The International Association of Athletics Federations is supposed to decide if Pistorius is eligible for the Olympics this spring. The possibilities: If Pistorius is a black swan, a statistical freak who would have been a world-class sprinter on natural legs, too, then no problem — let him run. And, if being an amputee is what gave Pistorius something to prove and turned him into a world-class sprinter, then no problem — let him run. But if he is the vanguard of a legion of plastic track-and-field terminators whose upper speed is a function of materials science and software instead of determination and training? The International Olympics Commission better start hiring some engineers.”

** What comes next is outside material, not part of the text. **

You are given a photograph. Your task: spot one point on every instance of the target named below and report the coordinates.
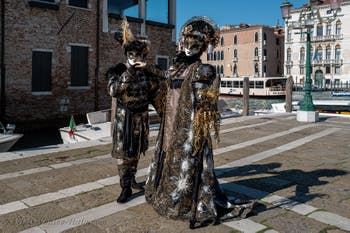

Many critics are advocating the best way to approach the question of Oscar’s eligibility to compete in the Olympic Games is “guilty until proven innocent.” I think we should give someone who can run 400 meters on two prosthetics, in 46.56 seconds, the benefit of the doubt until it is proven the prosthetics provide an unfair advantage. Even then, I will still be in awe of a bilateral lower leg amputee who has the talent to balance and generate enough power to compete with the best able-bodied track athletes in the world. His courage, perseverance, and joy in pursuing an Olympic dream is inspiring and challenges all of us to reach higher. What feeble excuse can we possibly give for not pursuing our dreams?